Rhodes University’s Professor Alfredo Terzoli has received a prestigious award for groundbreaking work in mobile service-delivery platforms.
Rhodes University’s Professor Alfredo Terzoli has received a prestigious award for groundbreaking work in mobile service-delivery platforms.
The dti Technology Award was presented last night at a gala dinner hosted by the Department of Trade and Industry at the Mittah Seperepere Convention Centre in Kimberley. Terzoli's award was in the Human Resource Development category and the project which won the award is titled ‘Mobile Services for Ubiquitous Communication and Multimedia Delivery’, or Mobi-Ser.
Terzoli is head of the Telkom Centre of Excellence in Distributed Multimedia in the Department of Computer Science at Rhodes University This is a very active field in telecommunication at present that aims to bring more efficient, more affordable connectivity and multimedia to everyone,” Terzoli said.
“All the services currently available on your cellphone and many more can be hosted on Mobi-Ser’s service delivery platform which is what we have developed at Rhodes and which has adaptors that can adapt the service to whatever end point is desired.
“Twenty years ago you could phone Telkom from your landline and ask to be awakened at a certain time.

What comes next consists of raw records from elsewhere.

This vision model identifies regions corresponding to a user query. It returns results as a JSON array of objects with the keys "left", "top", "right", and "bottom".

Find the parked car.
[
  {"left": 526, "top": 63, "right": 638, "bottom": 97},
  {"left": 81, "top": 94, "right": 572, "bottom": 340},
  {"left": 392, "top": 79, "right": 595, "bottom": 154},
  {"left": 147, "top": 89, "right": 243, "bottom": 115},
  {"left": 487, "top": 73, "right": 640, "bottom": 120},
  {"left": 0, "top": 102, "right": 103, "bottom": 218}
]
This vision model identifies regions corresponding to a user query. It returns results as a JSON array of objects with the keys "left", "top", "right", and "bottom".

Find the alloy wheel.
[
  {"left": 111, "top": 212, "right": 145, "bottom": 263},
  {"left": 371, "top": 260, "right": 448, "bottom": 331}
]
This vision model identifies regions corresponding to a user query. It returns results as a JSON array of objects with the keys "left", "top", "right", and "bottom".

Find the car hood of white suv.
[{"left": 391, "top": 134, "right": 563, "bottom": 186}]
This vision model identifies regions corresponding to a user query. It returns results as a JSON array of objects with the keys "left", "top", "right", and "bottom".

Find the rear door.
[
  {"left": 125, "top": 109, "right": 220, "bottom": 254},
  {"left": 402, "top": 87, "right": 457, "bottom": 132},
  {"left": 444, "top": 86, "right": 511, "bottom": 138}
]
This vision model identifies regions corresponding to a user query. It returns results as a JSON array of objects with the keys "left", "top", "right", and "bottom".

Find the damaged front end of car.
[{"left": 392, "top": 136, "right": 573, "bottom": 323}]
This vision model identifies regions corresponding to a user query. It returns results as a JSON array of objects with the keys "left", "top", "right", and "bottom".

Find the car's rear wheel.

It sounds like the simplest of services, but it was a significant breakthrough because it was the starting point of a long journey to what is now known as service delivery platforms, that have created the opportunity to develop and deploy more efficient, more affordable multimedia services to all of us today.”
Service delivery platforms such as Mobi-Ser will have the capacity to offer the widest possible variety of future services, ranging from live translations into any language to video telephoning to registrations of births, deaths, marriages and divorces (in collaboration with Home Affairs) to cashless societies, where all financial transactions can be done via the mobile phone.
“What we are doing with Mobi-Ser in the Centre of Excellence at Rhodes is to build our own interpretation of a service-delivery platform that can handle mobility more efficiently, at a lower cost and at the same time to be able to deploy it to every sector of society,” said Terzoli.
“It’s about back-end efficiency essentially and we are pushing the boundaries of who can be reached by ICT. For me and several of my postgraduate students it is particularly important to develop a platform that can serve all of society, including the most marginalised, rural communities, as part of our drive to advance ICT for Development.”
Mobi-Ser is built with non-proprietary, open source tools (as was most of the work at Google, for example), which is complementary to the research environment. “Open source is all about free, large-scale collaboration, which is a trademark of much research and development in the ICT sector,” says Terzoli.
As part of this ICT for Development drive in 2006 he initiated what is known as the Siyakhula Living Lab (SLL) that has introduced ICT skills and technology to 17 schools (with pupils at some of the schools numbering as many as 400 to 600) and their associated communities in Dwesa on the Wild Coast.
There are 16 Telkom Centres of Excellence, each hosted by a tertiary institution. Together they constitute the largest Research, development and innovation initiative in ICT in South Africa.